Thursday, July 22, 2010

Flaming Bull, Hand Grenades and Adios Providencia

Sorry about all the bovine headlines lately - but it seems cows and bulls are dominating the islands activities! It's been a busy few days. Let's start with Monday, July 19. The Bicentennial Celebration of Colombia's Independence from Spain started with some festivities in the square. It started with a group of junior high aged kids playing the National Anthem (a few times). Then a younger person's band performed, followed by a choral group (sort of in the "We Are the World" tradition) that included just about every kid at the event. This was followed by more musical groups with a few special highlights - the young maracas player was really into it; a mandolin player was quite good and a violinist/fiddler young woman had more attitude than aptitude. Of course to enjoy the evening we had a few brews and vendor treats of the empanada variety (chicken and crab). We also tried something that translates to chicken cake. All were quite tasty. Then the military contingent carrying flags and rifles arrived followed by a group of them carrying torches. We weren't sure if a "Survivor-Providencia" was being filmed - but it turned out that the tribe wasn't going to throw someone off the island - but rather the torches were for a different purpose.

The Boca Loca was next.

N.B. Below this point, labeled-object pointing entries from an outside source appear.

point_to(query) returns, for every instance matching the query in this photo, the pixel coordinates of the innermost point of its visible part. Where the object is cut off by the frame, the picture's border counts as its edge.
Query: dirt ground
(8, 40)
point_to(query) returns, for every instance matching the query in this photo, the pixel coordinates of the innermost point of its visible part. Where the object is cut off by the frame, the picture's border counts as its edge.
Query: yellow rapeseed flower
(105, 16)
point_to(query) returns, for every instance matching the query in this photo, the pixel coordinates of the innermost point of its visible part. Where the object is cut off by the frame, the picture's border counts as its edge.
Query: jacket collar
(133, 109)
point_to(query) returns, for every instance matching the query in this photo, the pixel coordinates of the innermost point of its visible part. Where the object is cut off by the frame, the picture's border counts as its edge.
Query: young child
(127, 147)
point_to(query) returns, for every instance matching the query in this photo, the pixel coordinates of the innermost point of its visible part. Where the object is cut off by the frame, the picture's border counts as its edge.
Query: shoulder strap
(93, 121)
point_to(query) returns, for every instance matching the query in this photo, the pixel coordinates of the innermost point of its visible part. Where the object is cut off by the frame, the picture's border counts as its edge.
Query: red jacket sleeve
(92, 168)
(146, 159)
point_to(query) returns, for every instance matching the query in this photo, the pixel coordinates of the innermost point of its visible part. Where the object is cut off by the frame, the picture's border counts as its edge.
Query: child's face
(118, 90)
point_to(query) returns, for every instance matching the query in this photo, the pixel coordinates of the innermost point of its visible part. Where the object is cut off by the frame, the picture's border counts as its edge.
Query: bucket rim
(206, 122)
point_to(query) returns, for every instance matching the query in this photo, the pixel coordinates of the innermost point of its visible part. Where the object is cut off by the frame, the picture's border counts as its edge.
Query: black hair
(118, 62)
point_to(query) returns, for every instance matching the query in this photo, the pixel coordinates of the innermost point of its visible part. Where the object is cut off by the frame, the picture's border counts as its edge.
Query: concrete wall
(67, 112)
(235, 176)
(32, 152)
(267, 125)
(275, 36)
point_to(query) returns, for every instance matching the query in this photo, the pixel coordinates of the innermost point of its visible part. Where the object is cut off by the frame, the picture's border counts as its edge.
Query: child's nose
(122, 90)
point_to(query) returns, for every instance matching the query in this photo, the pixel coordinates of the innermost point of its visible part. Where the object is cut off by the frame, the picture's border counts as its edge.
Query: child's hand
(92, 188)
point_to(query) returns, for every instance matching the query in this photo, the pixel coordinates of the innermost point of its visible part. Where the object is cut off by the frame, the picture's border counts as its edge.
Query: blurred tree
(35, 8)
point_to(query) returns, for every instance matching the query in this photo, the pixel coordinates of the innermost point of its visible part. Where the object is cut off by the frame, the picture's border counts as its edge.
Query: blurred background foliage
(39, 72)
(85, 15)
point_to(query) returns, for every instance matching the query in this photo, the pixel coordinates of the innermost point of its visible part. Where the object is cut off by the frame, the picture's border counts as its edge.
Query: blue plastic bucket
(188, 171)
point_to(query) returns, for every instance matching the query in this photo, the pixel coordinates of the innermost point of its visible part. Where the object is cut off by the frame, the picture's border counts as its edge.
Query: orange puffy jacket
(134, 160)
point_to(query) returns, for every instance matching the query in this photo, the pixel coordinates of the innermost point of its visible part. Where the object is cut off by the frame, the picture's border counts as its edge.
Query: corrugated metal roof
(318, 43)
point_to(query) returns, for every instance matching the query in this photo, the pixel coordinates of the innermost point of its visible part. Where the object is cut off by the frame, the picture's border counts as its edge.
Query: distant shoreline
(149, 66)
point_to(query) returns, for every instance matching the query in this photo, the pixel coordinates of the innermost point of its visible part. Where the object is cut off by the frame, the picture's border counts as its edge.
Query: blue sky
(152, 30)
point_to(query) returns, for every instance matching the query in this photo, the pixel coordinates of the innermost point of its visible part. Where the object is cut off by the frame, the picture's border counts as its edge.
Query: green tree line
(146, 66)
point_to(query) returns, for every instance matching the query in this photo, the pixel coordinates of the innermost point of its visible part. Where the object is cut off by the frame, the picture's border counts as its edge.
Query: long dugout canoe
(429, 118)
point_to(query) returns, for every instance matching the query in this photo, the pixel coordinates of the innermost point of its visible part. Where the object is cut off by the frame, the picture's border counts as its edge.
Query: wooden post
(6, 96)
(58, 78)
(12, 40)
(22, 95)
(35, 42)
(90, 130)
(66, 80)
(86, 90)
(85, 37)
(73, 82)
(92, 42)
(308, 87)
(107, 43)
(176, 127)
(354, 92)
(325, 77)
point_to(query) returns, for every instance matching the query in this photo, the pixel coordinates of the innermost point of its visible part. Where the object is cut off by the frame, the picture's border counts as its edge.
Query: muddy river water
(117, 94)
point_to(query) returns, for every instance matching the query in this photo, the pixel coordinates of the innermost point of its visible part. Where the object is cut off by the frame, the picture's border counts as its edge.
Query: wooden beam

Now that doesn't really have an appropriate English translation (crazy mouth would be the literal translation) - but it's an event that involves a bull with its horns on aflame chasing people around the square. The bull is really a real bull's skeleton head (horns filled with some type of incendiary liquid); and a bamboo body skeleton covered with canvas. Several of the military contingents get under it and run it around the square, through the crowd chasing people to some traditional music. Nobody could really explain the relevance of any of it - but "it's fun." The kids loved being chased and it was quite a sight to watch.

On Tuesday, July 20 - the actual Independence Day (200th year) started with a parade. We were told it was to start at 0800 - but by now we've caught on that nothing starts when scheduled. So we decided to just wait until we saw activity. We finally saw the new red fire truck and decided things were happening. So we headed towards the coliseum for a view. There were horses leading the parade followed by the new red fire truck, dignitaries, then, the military - (which is where the hand grenades in the headline come in.) There were several groups of well armed men marching and chanting. Then came the special forces unit - many in gilley suits (that's wild camouflage outfits with shredded material - very camouflaged!), camouflage makeup, major weaponry including hand grenades in their shirt pockets, rifles, night vision goggles and many, many bullets in bandoliers across their chests and backs. It was quite a sight - pretty sure much of the gear provided by their friends in the USA). After the military and police groups, the theme of the parade became quite clear. Different schools or classrooms depicted an area of Colombia - with native dress, flags and dioramas as well as music from that area. The bands were fun to watch as were the teenaged women in spike gold heels and short dresses or skirts that had a hip pointer walk and a few choreographed moves. There were also groups of adults from different organizations marching.

This is an island of about 5000 people - so the parade was much like a small town parade - but you could tell they were all very proud of the event. We did enjoy it.

Following the parade, we did some last minute organizing on the boat and prepared to clear out of the country. We had a 1700 appointment with the agent Mr. Bush and waited for a ride to the immigration office. He warned us that the authorities might make a request that we take a man with us to Panama that they were deporting. We told him we would not do that and luckily we weren't asked. Imagine!

We cleared out and got picked up, yet again, by the local police. Yup, another ride in the Colombian National Police van - this time escorted by seven officers! A tour of the island was again provided - though the real reason was they had to pick up officers from various beach locations - end of shift we think. They are all very friendly and we were glad that we were in the van for transportation and no other reason. The cops love to blare the siren though - for any pretty girl, friend or relation or just whenever they want to pass someone.

After our clearing out adventure and parting with $100 to Mr. Bush for all the paperwork, we went aboard Ivory Moon for dinner. Because we were leaving, they treated us to a magnificent roast chicken dinner. Champagne, French wine and an incredible blackberry (mora) dessert made it for a festive evening. We will miss the moonies as they are still awaiting a boat part but we thought it was time to move on.

We are currently sailing - but going very, very slow as the wind is on our nose and we are tacking a few miles off the course line. We left at 0800 and have probably only made ten miles by 1500. At this speed it'll take us ten days to get to Panama! We're hoping for the predicted wind shift - but the seas are flat, the sun is shining and we're enjoying sailing. The cost of fuel is so high, we'll take going slow for awhile. We have 250 miles to get to Linton.

So after a month on Providencia, we are glad to be under way. But we do like that island.